I am proud to have secured this debate today, and to be able to stand up for the disabled in the light of the catastrophic effects that the proposed cut to personal independence payments will have on them. This is the week after the council elections and the Runcorn and Helsby by-election proved disastrous for at least two major parties. The issue on everyone’s lips, and the cause of much of the disaffection, was welfare cuts, and specifically cuts to personal independence payments.
I begin by thanking in advance all those who will take part in this debate, all those watching, all those in the outside world who are campaigning against the cuts and, above all, the disabled community itself, which, day by day, shows exemplary resilience and courage.
The Chancellor of the Exchequer, in her spring statement, raised the curtain on a series of welfare cuts: the health element of universal credit will be cut by 50% and frozen for new claimants, and the Office for Budget Responsibility has outlined that the planned cuts to disability benefits will reduce PIP for at least 800,000 claimants and cut health-related universal credit payments for 3 million families. And that is just the beginning.
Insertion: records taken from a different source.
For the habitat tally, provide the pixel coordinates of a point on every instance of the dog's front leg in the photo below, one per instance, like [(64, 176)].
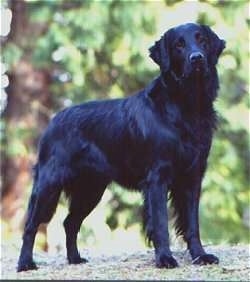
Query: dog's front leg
[(156, 203)]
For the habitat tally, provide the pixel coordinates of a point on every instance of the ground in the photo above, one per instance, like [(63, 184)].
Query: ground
[(234, 266)]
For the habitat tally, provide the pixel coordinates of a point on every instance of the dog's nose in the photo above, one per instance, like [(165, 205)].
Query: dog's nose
[(196, 57)]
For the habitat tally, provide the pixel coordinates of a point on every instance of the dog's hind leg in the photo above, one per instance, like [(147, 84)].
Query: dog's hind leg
[(42, 205), (86, 194)]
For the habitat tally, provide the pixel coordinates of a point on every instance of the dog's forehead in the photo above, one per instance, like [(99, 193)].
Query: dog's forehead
[(186, 29)]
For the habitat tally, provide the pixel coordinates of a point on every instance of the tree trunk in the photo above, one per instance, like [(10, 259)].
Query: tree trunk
[(25, 116)]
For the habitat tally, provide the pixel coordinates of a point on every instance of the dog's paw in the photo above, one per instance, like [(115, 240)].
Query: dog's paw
[(77, 260), (26, 265), (206, 259), (166, 261)]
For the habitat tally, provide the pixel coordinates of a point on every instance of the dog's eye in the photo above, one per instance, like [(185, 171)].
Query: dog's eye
[(180, 44), (200, 39)]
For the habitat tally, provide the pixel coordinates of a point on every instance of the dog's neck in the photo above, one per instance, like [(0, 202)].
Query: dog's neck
[(193, 95)]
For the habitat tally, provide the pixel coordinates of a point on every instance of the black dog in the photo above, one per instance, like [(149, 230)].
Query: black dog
[(156, 141)]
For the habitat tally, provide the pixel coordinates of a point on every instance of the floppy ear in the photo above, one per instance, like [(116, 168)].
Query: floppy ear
[(159, 52), (216, 44)]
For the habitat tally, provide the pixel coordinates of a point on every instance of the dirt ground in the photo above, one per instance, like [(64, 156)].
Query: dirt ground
[(234, 266)]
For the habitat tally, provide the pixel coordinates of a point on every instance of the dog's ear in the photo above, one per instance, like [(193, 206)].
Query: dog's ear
[(159, 52), (216, 44)]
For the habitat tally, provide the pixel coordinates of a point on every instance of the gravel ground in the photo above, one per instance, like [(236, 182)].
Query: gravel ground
[(234, 266)]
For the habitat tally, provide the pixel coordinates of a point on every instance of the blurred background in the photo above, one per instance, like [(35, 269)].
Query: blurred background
[(62, 52)]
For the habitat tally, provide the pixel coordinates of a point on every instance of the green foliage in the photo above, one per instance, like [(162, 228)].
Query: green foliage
[(98, 49)]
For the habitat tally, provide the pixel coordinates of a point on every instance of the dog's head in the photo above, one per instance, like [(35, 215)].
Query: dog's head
[(187, 50)]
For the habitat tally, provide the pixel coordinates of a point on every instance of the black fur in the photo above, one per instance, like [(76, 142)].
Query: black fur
[(156, 141)]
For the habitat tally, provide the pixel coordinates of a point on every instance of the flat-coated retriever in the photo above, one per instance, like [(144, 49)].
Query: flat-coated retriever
[(156, 141)]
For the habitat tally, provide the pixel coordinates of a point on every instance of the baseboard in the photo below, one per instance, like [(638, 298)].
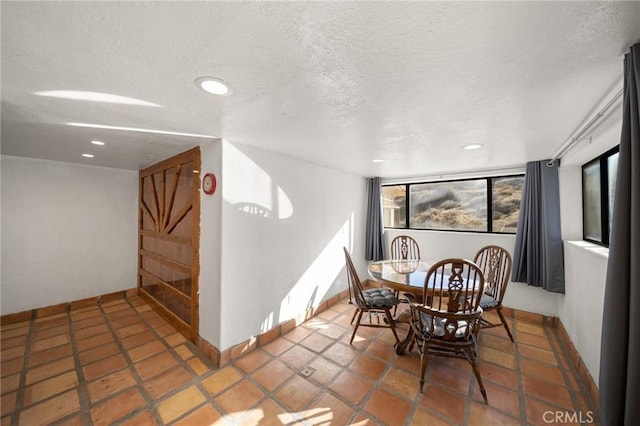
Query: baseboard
[(263, 339), (30, 314)]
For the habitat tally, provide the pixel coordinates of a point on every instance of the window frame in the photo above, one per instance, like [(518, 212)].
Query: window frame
[(602, 161), (489, 186)]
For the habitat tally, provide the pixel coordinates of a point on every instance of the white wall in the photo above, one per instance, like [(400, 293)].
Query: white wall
[(68, 232), (585, 264), (436, 245), (210, 240), (284, 223)]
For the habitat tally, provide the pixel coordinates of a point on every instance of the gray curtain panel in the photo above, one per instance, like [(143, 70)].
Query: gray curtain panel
[(620, 349), (538, 258), (374, 248)]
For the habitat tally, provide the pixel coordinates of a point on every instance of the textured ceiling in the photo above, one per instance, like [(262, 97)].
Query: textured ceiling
[(334, 83)]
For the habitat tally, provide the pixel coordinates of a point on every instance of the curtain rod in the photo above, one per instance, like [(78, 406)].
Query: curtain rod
[(488, 172), (572, 141)]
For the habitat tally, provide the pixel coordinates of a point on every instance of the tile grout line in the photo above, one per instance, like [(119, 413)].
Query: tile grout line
[(559, 348), (194, 381), (522, 400), (22, 387), (83, 393)]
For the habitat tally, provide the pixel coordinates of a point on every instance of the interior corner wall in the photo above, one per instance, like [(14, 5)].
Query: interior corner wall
[(68, 232), (437, 245), (210, 240), (284, 223), (582, 306)]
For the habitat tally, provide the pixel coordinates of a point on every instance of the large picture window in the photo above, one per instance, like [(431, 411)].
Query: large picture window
[(598, 191), (477, 205)]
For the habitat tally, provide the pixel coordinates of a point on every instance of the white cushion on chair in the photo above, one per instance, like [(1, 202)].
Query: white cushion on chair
[(379, 298)]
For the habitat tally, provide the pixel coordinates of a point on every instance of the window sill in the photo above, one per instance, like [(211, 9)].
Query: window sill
[(591, 247)]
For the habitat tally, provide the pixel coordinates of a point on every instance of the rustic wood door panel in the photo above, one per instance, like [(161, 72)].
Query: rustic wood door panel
[(168, 241)]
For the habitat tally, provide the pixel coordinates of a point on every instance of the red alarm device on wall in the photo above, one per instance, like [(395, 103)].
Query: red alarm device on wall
[(209, 183)]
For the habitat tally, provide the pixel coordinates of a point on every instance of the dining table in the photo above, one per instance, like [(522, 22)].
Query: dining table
[(405, 276)]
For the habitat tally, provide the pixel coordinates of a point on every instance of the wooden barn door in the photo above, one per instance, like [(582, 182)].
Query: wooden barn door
[(168, 239)]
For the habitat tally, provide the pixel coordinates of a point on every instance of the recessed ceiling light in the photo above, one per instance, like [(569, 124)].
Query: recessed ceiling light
[(473, 146), (213, 85)]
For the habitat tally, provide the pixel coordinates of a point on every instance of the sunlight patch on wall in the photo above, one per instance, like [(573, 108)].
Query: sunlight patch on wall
[(267, 324), (109, 98), (314, 283), (250, 189)]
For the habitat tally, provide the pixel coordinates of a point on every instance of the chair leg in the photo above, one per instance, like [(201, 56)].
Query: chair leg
[(423, 365), (360, 312), (504, 322), (396, 293), (392, 323), (476, 371), (354, 315)]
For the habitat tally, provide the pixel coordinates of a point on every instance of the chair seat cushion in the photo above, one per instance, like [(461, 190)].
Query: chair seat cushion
[(439, 325), (380, 298), (488, 302)]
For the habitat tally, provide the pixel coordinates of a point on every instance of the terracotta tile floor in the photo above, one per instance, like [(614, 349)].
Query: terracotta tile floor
[(122, 363)]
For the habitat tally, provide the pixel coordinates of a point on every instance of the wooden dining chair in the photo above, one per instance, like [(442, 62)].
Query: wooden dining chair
[(495, 263), (403, 247), (373, 301), (447, 321)]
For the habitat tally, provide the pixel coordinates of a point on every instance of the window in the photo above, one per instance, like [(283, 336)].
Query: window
[(598, 191), (477, 205)]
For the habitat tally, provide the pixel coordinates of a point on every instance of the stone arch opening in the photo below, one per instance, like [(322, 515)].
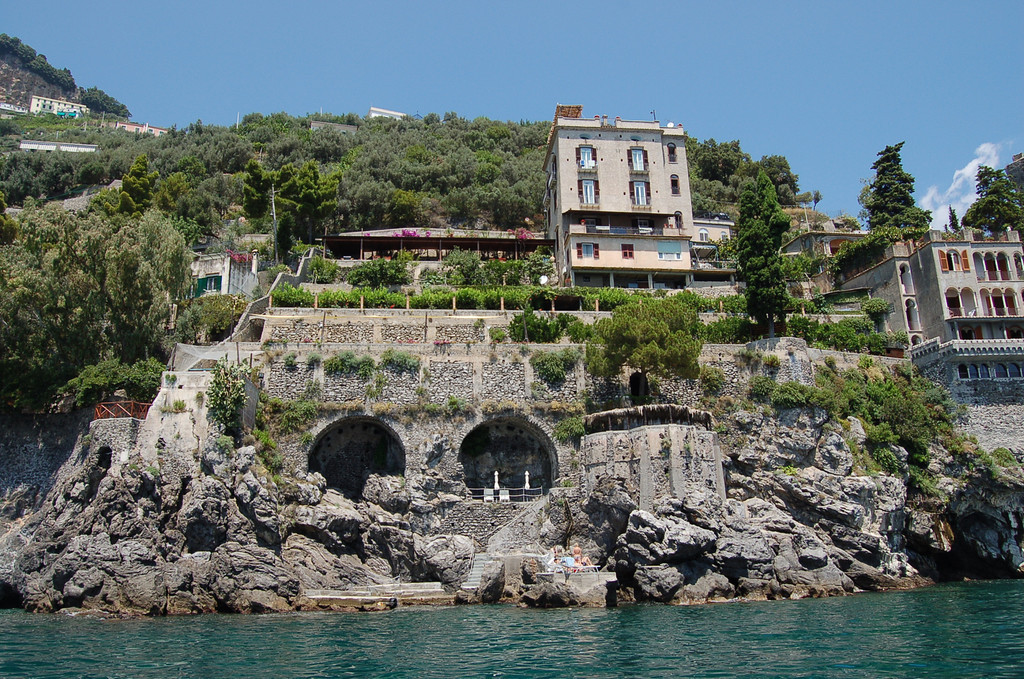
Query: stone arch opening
[(511, 447), (639, 387), (352, 449)]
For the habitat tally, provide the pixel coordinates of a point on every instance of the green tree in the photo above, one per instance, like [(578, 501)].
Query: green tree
[(889, 200), (953, 223), (256, 189), (999, 205), (226, 396), (76, 289), (137, 188), (761, 226), (8, 227), (312, 197), (657, 337)]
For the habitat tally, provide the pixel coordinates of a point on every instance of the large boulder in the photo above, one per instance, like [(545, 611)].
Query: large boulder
[(251, 579), (550, 595)]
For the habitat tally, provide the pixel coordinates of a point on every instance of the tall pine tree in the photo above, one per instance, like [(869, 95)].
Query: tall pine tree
[(761, 226), (889, 201), (999, 205)]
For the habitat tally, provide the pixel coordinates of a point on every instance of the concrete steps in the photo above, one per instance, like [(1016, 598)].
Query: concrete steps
[(480, 562)]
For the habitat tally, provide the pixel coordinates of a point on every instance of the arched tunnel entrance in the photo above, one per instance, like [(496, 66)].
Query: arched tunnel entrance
[(511, 447), (351, 450)]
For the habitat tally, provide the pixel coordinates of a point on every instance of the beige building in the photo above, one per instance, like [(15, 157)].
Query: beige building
[(140, 128), (41, 104), (941, 288), (617, 205)]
On that point, I thank my right hon. Friend because many of my Slough constituents are extremely concerned about the proposed welfare cuts, especially to personal independence payments and other disability benefits. Unlike the Conservative-Lib Dem coalition that embarked on austerity, and unlike Conservative Governments of recent years that became characterised as “the nasty party,” does my right hon. Friend agree that it is the job, indeed the moral duty, of this Government to protect the most vulnerable so that they can lead a dignified and independent life?
I entirely agree with my hon. Friend. The Government insist that the rising disability benefits bill means that something must be done, but in a recent report, the New Economics Foundation revealed that the disability benefits bill has risen because there has been a rise in the number of disabled people and a rise in deprivation. But, as we learned from David Cameron’s round of austerity, cuts have consequences that severely limit, or even eliminate, their supposed savings.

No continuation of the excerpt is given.